I find that as fans get deeper and deeper into comics, we often develop a slavish respect for the comic books themselves. While originally designed to be a cheap, disposable medium, the standard comic book becomes a thing of awe.
For example, I recently purchased a 1950s issue of Boy Comics for my dad as a Christmas gift. When I read it before I gave it to him (‘natch), I carefully placed the book on my drafting table. I gingerly turned the pages, keeping the book as flat as possible. I kept my coffee far away to avoid any clumsy spills. When I was done I put the comic into a new Golden Age comic bag with a new acid free backing board.

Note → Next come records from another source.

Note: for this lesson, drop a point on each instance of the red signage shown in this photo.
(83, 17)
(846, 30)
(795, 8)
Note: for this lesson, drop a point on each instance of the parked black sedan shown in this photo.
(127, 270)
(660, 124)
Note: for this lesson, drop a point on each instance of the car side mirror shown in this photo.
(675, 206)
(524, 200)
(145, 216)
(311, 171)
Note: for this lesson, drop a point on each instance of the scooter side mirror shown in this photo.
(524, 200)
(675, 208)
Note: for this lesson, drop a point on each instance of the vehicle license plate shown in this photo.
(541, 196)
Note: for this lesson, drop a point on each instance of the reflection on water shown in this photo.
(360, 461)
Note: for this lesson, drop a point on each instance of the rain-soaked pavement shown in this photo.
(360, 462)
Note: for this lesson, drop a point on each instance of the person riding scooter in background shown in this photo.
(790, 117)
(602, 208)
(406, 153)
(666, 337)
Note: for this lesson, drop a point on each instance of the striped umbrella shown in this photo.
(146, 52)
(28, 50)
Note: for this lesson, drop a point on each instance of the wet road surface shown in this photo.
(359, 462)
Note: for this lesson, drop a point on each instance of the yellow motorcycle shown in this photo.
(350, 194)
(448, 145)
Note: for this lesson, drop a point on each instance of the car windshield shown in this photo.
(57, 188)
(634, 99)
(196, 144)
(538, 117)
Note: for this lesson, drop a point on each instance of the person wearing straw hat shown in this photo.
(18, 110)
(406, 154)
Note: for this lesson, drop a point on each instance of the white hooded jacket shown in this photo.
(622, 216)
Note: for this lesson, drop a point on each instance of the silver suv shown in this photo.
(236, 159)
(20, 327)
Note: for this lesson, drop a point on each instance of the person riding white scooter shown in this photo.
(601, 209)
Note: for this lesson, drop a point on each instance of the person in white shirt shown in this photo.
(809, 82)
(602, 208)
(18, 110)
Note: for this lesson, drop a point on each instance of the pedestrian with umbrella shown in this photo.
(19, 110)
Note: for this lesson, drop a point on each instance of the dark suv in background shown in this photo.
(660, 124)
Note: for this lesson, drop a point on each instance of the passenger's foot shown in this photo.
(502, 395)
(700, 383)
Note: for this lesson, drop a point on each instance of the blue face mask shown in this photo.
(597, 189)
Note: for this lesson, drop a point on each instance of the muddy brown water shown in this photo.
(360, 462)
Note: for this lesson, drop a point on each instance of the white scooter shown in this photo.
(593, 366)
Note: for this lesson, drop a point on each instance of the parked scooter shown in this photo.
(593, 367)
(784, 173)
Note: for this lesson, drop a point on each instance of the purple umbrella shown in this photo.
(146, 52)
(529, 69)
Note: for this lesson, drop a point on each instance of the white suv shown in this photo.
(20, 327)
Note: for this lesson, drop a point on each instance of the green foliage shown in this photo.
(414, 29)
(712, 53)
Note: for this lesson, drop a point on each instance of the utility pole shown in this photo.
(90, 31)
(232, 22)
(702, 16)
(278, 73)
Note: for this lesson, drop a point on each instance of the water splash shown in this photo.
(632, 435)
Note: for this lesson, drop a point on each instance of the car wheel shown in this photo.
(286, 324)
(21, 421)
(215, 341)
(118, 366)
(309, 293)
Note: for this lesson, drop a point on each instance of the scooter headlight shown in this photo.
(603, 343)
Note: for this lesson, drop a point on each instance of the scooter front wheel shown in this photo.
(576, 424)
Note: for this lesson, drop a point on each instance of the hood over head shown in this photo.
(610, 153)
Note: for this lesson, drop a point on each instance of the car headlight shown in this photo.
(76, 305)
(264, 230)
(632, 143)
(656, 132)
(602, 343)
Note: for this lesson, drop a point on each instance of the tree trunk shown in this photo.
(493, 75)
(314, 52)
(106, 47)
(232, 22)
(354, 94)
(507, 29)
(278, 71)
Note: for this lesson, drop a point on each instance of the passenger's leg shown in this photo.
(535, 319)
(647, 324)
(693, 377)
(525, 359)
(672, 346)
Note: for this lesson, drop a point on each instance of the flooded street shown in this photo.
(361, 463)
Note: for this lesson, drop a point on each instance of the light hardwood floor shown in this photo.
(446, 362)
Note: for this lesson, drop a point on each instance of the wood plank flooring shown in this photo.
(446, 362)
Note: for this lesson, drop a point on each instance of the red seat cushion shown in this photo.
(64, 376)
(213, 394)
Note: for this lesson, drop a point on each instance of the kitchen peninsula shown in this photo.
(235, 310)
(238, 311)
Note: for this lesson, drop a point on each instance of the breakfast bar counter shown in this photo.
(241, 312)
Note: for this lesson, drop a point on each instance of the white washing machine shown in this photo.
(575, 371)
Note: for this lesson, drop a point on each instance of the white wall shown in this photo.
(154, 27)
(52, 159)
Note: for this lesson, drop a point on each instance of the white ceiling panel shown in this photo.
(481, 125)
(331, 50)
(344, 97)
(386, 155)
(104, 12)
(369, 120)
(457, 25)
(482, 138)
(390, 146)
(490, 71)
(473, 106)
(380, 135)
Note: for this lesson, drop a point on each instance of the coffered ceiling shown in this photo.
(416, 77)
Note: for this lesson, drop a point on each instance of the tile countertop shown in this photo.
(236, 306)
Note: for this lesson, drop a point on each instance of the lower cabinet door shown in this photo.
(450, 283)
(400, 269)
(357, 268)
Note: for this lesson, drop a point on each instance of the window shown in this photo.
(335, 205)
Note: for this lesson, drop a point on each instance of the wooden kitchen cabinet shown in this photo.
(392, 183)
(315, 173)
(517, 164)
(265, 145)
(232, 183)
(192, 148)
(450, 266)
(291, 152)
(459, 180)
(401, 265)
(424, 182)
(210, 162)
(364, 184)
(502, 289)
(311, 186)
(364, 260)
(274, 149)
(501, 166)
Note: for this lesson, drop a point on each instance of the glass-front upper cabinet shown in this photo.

When my dad read it, he sat in his favorite chair, snacked a little and bent back the cover. “That was great,” he told me. He clearly enjoyed it, and he did it without that collector’s mentality. There was a time when I would have scolded him and explained things like “condition”, spine-roll and “collectability”. Now I’m envious of the way he enjoys it all and kind of think, “that’s the way to do it.”
Maybe that’s why I enjoy coverless comics so much. In the old days, the newsstands would buy a bunch of comics and then return the ones that weren’t sold. Over time, everyone realized it would be easier, and shipping would be less costly, to just to rip off the covers, return those and destroy the leftovers. (Sometimes they just ripped off the top third, with the logo.) But newsstand owners often would pass along the coverless comics, or even sell them at a discount.
A comic shop in Cortland, NY, Heroes and Villains, is “a little shop that could.” It’s run by a hard-working husband and wife team. They just acquired a stash of coverless comics and are now selling them for 50 cents each.
I scooped up a small stack and reading them is joyous. Because they are coverless, and essentially non-collectible, there’s no carefulness to the reading. I still can’t bring myself to curl back the pages, but the reading process is very casual for 50 year old comics. And I’ll probably put most of them into my Halloween Giveaway Comics Box, in fact.
I scooped up a few gems that I would never have been exposed to otherwise. For example I just read a copy of DC’s The Unexpected (it was issue # 138 from 1972). This one contained a wonderful Wally Wood story and a gorgeous Alfredo Alcala story. These are the types of stories that will probably never be reprinted, and it’s unlikely I would ever buy a high grade/collectible issue of The Unexpected and read them.
Likewise, I enjoyed the coverless issue of Weird War Tales (#21 from 1974) with a brilliantly illustrated Frank Robbins story. This Twilight Zone-esque tale focused on WWII soldier who was sent back in time to kill Leonardo Da Vinci – in order to prevent the invention of automatic guns.
I have written about how, as a kid, I loathed Frank Robbins artwork , and how I love it now. In fact, I also rescued a copy of Detective Comics #429 from 1972 with Frank Robbins artwork. I did buy that one as a kid, and I remember being confused looking at the Robbins art. “Are they for real? Is this some sort of Golden Age reprint? ”, the younger me wondered.
Some Other Highlights:
The two issues of Doom Patrol I found have beautiful Bruno Premiani artwork. Even though I have the Doom Patrol DC Archives on one of my bookshelves, it’s so enjoyable to read them as comics. And one comic, issue #124 from June-July 1973, is a reprint, but it includes an article by Allan Asherman about previous letter columns – analyzing past fan mail from future professionals Dave Cockrum and Mike Friedrich wrote in.
Paul Levitz also had a letter printed in Amazing Adventures #4 from January 1971.. It’s easy to see that even as a fan, he was on top of it. This issue’s Inhumans story, showcases one of the last Marvel Kirby stories from his Silver Age tour of duty -and it’s easy to see how deflated he must have been at that point. On the other hand, there’s a wonderful Black Widow story with stunning Cola and Everett art, that was written by Mimi Gold. I didn’t know much about her, but I dove headfirst down the rabbit hole and learning about her was fascinating. And just to confirm, she’s not related to Mike Gold.
Michael W. Barr, one of my favorite mystery writers, also had a letter printed in Detective Comics #429 (1972). Even his fan letters are fascinating to read.
Warlock #3 and Conan #17 (both from 1972) showcase vibrant Gil Kane art. It looks like he inked himself in these stories. This is well before he would rely on markers. The vibrancy and urgency of this brilliant artist’s talent shines through on every page.
Can you tell I had fun reading them? It was like eating a greasy burger when you’re usually focused on eating healthy. Or sipping a glass of wine after “Dry January”. What a liberating, unexpected treat these coverless comics are to me.